Desmilitarização: uma provocação necessária
A relação das polícias com o regime democrático é ambígua: proteger os cidadãos e garantir os seus direitos ou representar o braço armado das forças sociais hegemônicas na defesa da sua manutenção no poder?
Nada é tão novo. A obsessão por segurança pública militar dá o tom da discussão. Vejo o absurdo crescente do autoritarismo e, mais uma vez, o silenciamento do debate público sobre desmilitarização. As discussões sobre PM, tiro, milícia e senador, com retroescavadeira e tudo, sacodem a velha história sobre a proibição de greves na conservadora PM.
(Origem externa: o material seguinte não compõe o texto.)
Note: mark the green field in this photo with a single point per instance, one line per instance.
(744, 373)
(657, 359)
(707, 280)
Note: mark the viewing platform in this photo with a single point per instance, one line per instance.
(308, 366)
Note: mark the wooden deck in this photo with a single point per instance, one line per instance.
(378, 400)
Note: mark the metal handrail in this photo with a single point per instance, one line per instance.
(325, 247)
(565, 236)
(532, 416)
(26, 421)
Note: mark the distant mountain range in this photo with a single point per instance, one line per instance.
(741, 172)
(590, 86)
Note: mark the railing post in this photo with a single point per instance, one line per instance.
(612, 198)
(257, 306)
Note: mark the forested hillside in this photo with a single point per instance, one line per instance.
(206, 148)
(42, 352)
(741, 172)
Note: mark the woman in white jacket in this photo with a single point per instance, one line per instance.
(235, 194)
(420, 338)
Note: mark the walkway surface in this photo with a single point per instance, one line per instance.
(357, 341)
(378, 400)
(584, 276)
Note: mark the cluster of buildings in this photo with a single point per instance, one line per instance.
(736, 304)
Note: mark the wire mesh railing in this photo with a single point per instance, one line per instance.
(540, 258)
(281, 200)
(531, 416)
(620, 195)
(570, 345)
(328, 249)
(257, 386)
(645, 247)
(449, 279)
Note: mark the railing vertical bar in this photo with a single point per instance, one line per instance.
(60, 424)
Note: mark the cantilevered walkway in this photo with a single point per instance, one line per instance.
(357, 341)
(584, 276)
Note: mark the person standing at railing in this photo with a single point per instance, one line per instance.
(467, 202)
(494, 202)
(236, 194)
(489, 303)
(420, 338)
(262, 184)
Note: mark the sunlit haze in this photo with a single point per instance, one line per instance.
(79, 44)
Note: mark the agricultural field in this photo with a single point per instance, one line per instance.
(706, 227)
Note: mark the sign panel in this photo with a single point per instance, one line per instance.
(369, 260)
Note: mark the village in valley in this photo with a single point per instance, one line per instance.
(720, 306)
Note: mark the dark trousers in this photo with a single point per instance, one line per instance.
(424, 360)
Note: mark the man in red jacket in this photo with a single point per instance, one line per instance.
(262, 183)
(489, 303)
Quando iniciei uma pesquisa, em fins dos anos 1990, sobre praças – PMs de baixa patente – e suas reivindicações, que incluíam a desmilitarização, havia uma esperança nos desdobramentos da crise institucional que reverberava as tensões entre praças, oficiais e governos. Naquele momento, em 1997, várias lideranças dos praças estavam atentas, a partir das especificidades de cada estado da federação, às denúncias da população sobre violência policial, e assumiram o debate sobre direitos humanos em princípios progressistas, muitas vezes vinculados a movimentos e partidos de esquerda. Assumir a expressão “greve dos praças” era o primeiro passo para os debates sobre desmilitarização – ainda embrionários, com abordagens reformistas ligadas ao direito à greve para o frágil objetivo de integração ou unificação das polícias, desconsiderando o conflito estrutural entre polícia militar e polícia civil.
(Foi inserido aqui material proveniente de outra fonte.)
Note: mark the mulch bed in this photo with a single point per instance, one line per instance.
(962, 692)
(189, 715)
O problema era mais espinhoso, demandava a coragem para experimentar uma nova forma que ultrapassasse a militarização, mas infelizmente isso não aconteceu. Era difícil naquele momento captar a supervalorização do discurso autoritário da segurança pública. A prioridade, ao analisar os protestos de 1997, era assumir uma escuta sensível: “praças grevistas” que, em sua maioria, reivindicavam a desmilitarização frente aos abusos dos oficiais e à precarização das condições de trabalho.
O atual protesto da PM do Ceará não é uma novidade. Praças cearenses integraram, em 1997, o que chamei, no livro que derivou da minha tese de doutorado, de “ciclo nacional de protestos”, envolvendo catorze estados brasileiros. Naquele momento, a maioria dos praças, em múltiplos contextos regionais, assumiram o debate público da desmilitarização – com intensidade e profundidade moduladas pela história do governo e da PM de cada estado. Esse sentido se perdeu, e, efetivamente, precisamos assumir a vitória dos discursos conservadores – fixados na abordagem da segurança pública embrutecida, vinculada à cultura do medo, e que sufoca a cultura da coletividade e da autogestão para práticas de liberdade.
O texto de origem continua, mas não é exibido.